What should be the time complexity of the following code? I tried to think and come up with O(n 2 ) but the output says it to be of O(n). Can someone please explain through code?
for(int i = 0; i < n; i++){
for(; i < n; i++){
cout << i << endl;
}
}
The complexity of your code is O(n).
Why?
Because, even though you have written two for loops, which probably made you thinking the complexity is O(n 2 ), your code is actually one for loop like:
for (i = 0; i < n; i++){
std::cout << i << std::endl;
}
Once the inner for loop finishes, i
is equal to n
and therefore the condition of outer for loop i < n
is no longer satisfied.
One point to be noted while using such for loops is that your using a single variable.

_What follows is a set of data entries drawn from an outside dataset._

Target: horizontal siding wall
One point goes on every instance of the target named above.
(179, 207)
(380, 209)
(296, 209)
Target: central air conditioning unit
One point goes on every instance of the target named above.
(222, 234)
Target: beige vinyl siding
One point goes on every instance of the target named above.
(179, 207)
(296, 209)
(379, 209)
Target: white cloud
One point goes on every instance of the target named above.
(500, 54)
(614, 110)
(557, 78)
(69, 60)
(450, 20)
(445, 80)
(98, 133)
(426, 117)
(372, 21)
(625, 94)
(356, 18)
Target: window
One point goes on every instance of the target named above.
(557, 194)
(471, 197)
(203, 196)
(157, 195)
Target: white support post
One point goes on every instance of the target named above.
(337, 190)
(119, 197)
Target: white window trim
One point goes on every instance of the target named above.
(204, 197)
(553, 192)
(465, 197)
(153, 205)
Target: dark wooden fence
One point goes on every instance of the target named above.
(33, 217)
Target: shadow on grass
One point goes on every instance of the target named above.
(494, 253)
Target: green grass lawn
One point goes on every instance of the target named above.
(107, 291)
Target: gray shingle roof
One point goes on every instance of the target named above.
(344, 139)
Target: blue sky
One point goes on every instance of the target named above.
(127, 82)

Irrespective of how many outer loops you add, your code will result in the same with the condition i<n
prevailing in all. The innermost loop is the one which will run till i=n-1
, the rest of which simply won't satisfy the condition.
for(int i=0; i<n; i++)
{ for(; i<n; i++)
{ for(; i<n; i++)
{ for(; i<n; i++) // and so on.
std::cout<<i<<"\n";
}
}
}
Providing a variant to this, if you were to observe one such case of O(n 2 ) complexity, your condition would have been i<n*n
:
for(int i=0; i<n; i++)
{ for(; i<n*n; i++)
std::cout<<i<<"\n";
}
Time complexity of your code is O(n)
and not O(n^2)
because when inner loop ends, at that time value of i has already reached to n. So outer loop cannot run any more.
for(int i = 0; i < 2; i++){
for(; i < 2; i++){
cout << i << endl;
}
//after loop run two times i has value 2.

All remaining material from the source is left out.